Directives For Change
On October 1, North West residents initiated a days-long protest to draw attention to their government’s failures. Civilians in the Tsetse village blocked major roads with tree branches and stones, demanding immediate intervention to address the water shortages. Local committee members like Olebogeng Molotwane were in attendance, stating that the committees’ attempts to engage the municipal and provincial authorities had proved ineffective. “We have written countless letters to the municipal water department,” Molotwane told News24, “However, we receive only empty promises that officials will come to address the water issues, with no subsequent action.”

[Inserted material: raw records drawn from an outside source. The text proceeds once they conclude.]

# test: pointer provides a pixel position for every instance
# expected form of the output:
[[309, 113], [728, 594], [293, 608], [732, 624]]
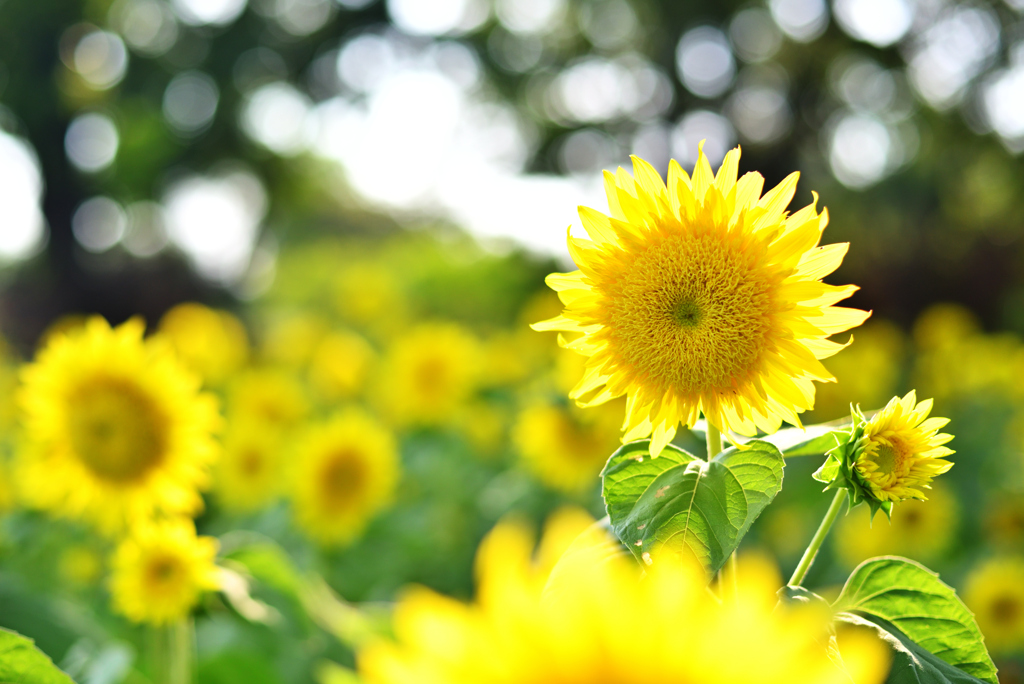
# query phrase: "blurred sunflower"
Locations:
[[590, 618], [340, 366], [429, 374], [271, 396], [901, 450], [994, 591], [566, 446], [346, 471], [117, 429], [249, 473], [701, 297], [212, 343], [925, 530], [161, 569]]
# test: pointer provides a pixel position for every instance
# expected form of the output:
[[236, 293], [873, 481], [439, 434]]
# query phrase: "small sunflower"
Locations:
[[160, 571], [430, 374], [117, 429], [587, 616], [701, 297], [212, 343], [346, 471], [249, 473], [994, 592], [900, 451], [565, 446]]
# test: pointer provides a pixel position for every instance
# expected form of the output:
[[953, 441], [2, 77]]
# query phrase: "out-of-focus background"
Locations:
[[366, 187]]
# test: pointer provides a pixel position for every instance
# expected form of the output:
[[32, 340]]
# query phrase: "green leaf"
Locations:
[[912, 664], [22, 663], [686, 503], [923, 607]]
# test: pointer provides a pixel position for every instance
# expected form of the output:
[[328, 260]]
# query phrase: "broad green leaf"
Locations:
[[22, 663], [923, 607], [911, 663], [685, 503]]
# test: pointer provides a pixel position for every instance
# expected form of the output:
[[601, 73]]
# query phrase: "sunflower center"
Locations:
[[342, 478], [693, 311], [116, 429], [163, 570]]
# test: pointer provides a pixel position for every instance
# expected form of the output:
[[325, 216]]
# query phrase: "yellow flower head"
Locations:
[[117, 429], [249, 473], [271, 396], [566, 447], [430, 373], [210, 342], [994, 592], [160, 571], [701, 297], [346, 471], [901, 450], [591, 618], [340, 366]]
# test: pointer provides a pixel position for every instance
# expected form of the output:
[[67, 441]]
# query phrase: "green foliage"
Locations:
[[921, 606], [685, 503], [22, 663]]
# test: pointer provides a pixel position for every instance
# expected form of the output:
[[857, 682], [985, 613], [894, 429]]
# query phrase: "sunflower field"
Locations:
[[304, 380]]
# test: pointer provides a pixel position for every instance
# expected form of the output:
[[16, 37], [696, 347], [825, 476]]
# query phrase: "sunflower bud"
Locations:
[[891, 457]]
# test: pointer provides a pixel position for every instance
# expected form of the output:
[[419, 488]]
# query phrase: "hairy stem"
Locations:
[[819, 537]]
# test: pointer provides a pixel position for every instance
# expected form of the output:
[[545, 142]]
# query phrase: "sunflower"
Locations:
[[161, 569], [249, 473], [701, 297], [589, 617], [994, 592], [340, 365], [429, 374], [924, 530], [117, 429], [212, 343], [566, 446], [346, 471], [901, 450]]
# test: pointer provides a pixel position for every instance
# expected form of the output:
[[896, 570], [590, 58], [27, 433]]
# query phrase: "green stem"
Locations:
[[714, 441], [173, 651], [819, 537]]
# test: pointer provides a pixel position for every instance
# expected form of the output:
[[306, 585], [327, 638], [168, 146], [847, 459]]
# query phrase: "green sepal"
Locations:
[[839, 472]]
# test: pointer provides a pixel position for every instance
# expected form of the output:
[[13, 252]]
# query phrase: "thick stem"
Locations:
[[714, 441], [173, 650], [819, 537]]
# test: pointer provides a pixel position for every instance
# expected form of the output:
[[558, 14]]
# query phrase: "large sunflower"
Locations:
[[589, 617], [701, 297], [117, 428]]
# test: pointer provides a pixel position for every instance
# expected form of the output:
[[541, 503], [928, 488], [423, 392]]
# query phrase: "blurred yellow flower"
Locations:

Though the protests did not appear to stir the North West government, the SAHRC had already taken notice of the crisis. Beginning in August, the commission observed the 84 pending complaints by residents regarding service delivery, and found that most attempts by the province to address such complaints were inadequate, incomplete, or only resulted in a temporary solution.
The SAHRC report concluded with directives to the affected municipalities in an effort to improve service delivery. The report mandates that these municipalities establish action plans within 90 days to permanently address systemic challenges in service delivery. The report also mandates that municipalities must rectify the environmental damage caused by the sewage, waste, and illegal dumping.
Furthermore, the report dedicated several pages to each of the 14 municipalities that they claimed had violated human rights. These pages detail specific directives to these municipalities, laying out plans to follow when new complaints arise. The coming months will demonstrate how municipal governments are responding to the report and whether or not communities will be alleviated of the burdens imposed by governance failures.